Waters has had her own private dog-training business since 2001. She began using her skills to help her deal with her own issues of PTSD. But her desire to help others with post-traumatic stress was only matched by the need she saw arising with the war in Afghanistan.
I wanted to do something for our wounded, because they’re the reason we have everything. So one day I was standing in line at Petco, and I ended up behind a combat corpsman that was looking for dog training. He was a wounded warrior, and I said, 'I’ll help train your dog for you for free.' I started training his dog, and then he started bringing his friends, one by one, and we started a little class about five or six of us initially, and it was like, I got my in, I get to do this for them now.”
With that small beginning, Sherri’s project, Wounded Warrior Pack, was born and has recently acquired their 501c3 certification. They’ve grown to over 100 active clients, with a healthy staff of over twenty. Most of the people working for the project are fellow veterans like Sherri who go through the program and stick around once they graduate.
With an unofficial motto of “We help the hell out of you,” Waters is constantly surprised at the outpouring of love and support the project has received. From fostering dogs to helping families in need with food, shelter, or even getting furniture for their homes, the “Pack” works hard for its clients.
The small project, a labor of love for both Sherri and her husband Joe, is something that she says is nothing short of a miracle. And it’s no small feat what they’ve done. With branches now in Bakersfield, California as well as Michigan, Texas and New Mexico, the Pack focuses on veterans who suffer from combat-related PTSD as well as military sexual traumas. The intention is to expand, but on their own terms, to continue helping with the same level of quality.
Each veteran is initially interviewed for candidacy to be accepted into the program. After a check of credentials, a veteran is either placed with a dog, or they are recommended to a shelter where there is a possible match for them for a dog.
Once the dog is cleared to begin training, all the handlers and their dogs go through a three-stage training process where they are taught basic obedience, distance, and specialized skills before they graduate from the course and are considered a fully functional service dog/handler. Sometimes the course can take a few months; sometimes it can take longer depending on a variety of factors.

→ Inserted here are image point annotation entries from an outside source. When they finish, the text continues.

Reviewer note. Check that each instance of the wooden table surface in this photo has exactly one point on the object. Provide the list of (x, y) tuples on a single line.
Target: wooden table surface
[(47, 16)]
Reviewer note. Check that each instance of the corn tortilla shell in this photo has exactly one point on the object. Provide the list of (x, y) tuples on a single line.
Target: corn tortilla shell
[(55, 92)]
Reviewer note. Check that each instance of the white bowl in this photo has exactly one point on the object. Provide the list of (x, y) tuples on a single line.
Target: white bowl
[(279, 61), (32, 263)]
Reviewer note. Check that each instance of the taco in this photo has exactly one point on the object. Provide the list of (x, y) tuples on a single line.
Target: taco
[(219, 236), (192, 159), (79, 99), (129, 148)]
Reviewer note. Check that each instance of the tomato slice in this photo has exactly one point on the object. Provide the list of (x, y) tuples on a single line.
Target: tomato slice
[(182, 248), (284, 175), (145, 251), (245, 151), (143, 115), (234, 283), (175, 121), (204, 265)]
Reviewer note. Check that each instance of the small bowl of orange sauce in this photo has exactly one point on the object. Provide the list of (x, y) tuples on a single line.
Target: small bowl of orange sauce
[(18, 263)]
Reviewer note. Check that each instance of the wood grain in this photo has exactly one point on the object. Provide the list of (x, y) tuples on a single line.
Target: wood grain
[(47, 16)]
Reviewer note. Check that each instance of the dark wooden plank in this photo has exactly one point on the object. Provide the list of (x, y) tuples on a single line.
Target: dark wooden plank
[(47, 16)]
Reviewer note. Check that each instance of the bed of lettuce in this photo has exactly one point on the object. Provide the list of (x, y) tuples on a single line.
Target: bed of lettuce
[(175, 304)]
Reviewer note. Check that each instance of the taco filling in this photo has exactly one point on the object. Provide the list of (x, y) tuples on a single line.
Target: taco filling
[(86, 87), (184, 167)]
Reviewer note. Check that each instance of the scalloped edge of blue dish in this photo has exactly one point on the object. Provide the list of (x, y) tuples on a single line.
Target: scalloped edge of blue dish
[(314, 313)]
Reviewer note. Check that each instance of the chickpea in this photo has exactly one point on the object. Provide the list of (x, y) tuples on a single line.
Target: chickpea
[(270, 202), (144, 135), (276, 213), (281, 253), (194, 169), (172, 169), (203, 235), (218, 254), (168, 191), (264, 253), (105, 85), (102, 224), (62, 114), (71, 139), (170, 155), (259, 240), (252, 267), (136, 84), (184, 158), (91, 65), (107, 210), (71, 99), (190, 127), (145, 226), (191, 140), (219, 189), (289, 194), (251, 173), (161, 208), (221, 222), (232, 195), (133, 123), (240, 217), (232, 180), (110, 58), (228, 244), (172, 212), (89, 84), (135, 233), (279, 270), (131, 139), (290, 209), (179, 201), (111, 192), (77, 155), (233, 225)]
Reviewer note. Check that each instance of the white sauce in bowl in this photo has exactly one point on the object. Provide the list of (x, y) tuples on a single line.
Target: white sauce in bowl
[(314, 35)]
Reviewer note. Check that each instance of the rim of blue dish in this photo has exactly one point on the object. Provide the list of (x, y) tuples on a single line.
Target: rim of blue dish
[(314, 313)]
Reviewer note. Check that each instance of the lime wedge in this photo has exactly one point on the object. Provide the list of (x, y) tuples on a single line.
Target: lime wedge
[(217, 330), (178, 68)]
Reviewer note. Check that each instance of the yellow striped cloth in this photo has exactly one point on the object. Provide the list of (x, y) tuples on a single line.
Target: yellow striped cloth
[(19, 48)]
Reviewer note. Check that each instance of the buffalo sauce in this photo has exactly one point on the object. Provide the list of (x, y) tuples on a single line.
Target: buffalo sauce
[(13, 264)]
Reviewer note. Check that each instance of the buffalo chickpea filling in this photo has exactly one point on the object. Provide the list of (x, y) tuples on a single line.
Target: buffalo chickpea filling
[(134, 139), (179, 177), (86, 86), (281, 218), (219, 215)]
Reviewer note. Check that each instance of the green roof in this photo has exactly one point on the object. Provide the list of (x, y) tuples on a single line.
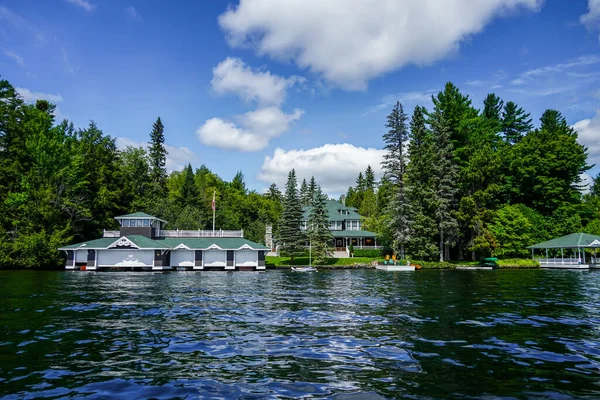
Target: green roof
[(333, 211), (569, 241), (137, 215), (144, 242), (205, 243), (353, 234)]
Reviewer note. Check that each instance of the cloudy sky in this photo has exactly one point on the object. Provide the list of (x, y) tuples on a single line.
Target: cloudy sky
[(264, 86)]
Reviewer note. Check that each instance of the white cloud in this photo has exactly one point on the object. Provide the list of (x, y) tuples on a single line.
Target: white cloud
[(350, 42), (132, 13), (30, 96), (531, 74), (17, 58), (86, 5), (334, 166), (258, 128), (232, 75), (591, 20), (588, 131), (177, 157)]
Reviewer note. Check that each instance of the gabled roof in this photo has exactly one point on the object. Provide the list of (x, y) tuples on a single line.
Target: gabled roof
[(333, 211), (569, 241), (205, 243), (140, 241), (353, 234), (144, 242)]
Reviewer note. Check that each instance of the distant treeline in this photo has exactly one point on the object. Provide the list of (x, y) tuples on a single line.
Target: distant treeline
[(61, 185), (461, 183)]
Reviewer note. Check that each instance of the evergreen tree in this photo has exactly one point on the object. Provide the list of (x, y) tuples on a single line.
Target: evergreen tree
[(419, 189), (158, 155), (445, 176), (290, 237), (318, 228), (304, 195), (394, 165), (492, 108), (274, 193), (312, 187), (188, 195), (238, 184), (369, 178), (595, 188), (515, 123)]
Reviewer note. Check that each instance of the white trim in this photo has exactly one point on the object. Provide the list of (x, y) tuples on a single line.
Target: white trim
[(123, 242)]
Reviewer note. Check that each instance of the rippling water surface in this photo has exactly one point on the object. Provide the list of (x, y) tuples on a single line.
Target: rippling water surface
[(339, 334)]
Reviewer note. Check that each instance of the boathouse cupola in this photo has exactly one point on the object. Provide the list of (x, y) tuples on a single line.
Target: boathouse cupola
[(140, 224)]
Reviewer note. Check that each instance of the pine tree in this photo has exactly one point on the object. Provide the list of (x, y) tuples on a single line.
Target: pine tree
[(158, 155), (419, 189), (515, 123), (189, 191), (369, 178), (290, 237), (318, 228), (492, 107), (304, 196), (394, 165), (312, 187), (445, 177)]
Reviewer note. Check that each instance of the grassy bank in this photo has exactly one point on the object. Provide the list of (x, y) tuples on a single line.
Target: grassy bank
[(365, 262)]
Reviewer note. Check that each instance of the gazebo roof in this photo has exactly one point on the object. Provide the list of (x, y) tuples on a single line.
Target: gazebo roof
[(569, 241)]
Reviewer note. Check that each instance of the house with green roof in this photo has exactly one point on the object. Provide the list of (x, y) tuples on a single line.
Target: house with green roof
[(142, 243), (345, 224)]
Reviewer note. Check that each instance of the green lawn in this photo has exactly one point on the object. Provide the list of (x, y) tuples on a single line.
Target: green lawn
[(344, 262), (286, 261)]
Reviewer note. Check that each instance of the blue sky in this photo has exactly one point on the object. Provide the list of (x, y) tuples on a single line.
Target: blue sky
[(266, 86)]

Upon graduation, they are awarded a certificate, and legal paperwork to certify their training as well as a patch and a healthy dose of accomplishment. Sherri feels that giving the handler and the dog a certificate adds an element of legitimacy to the program, although according to the Americans with Disabilities Act of 1990, it is not necessary.
If you take a look around at the people who are a part of the Pack, it is easy to see how Sherri’s love and determination shine through in her work. It’s an example of how a labor of love may start small but can build and grow into the stuff that dreams are made of. Veterans and service members alike are flocking in to see her, to become a part of her little slice of heaven as I call it, to gain a sense of safety and independence that was once lost.
There are veterans who have lost limbs and the ability to walk. And then there are people who have lost something that can’t be seen that make them just as vulnerable and in need of a service dog as anyone else. And it’s because of the gratitude of one woman for her fellow service members that the rest of us can regain our sense of self worth and the ability to stand on our own two feet again.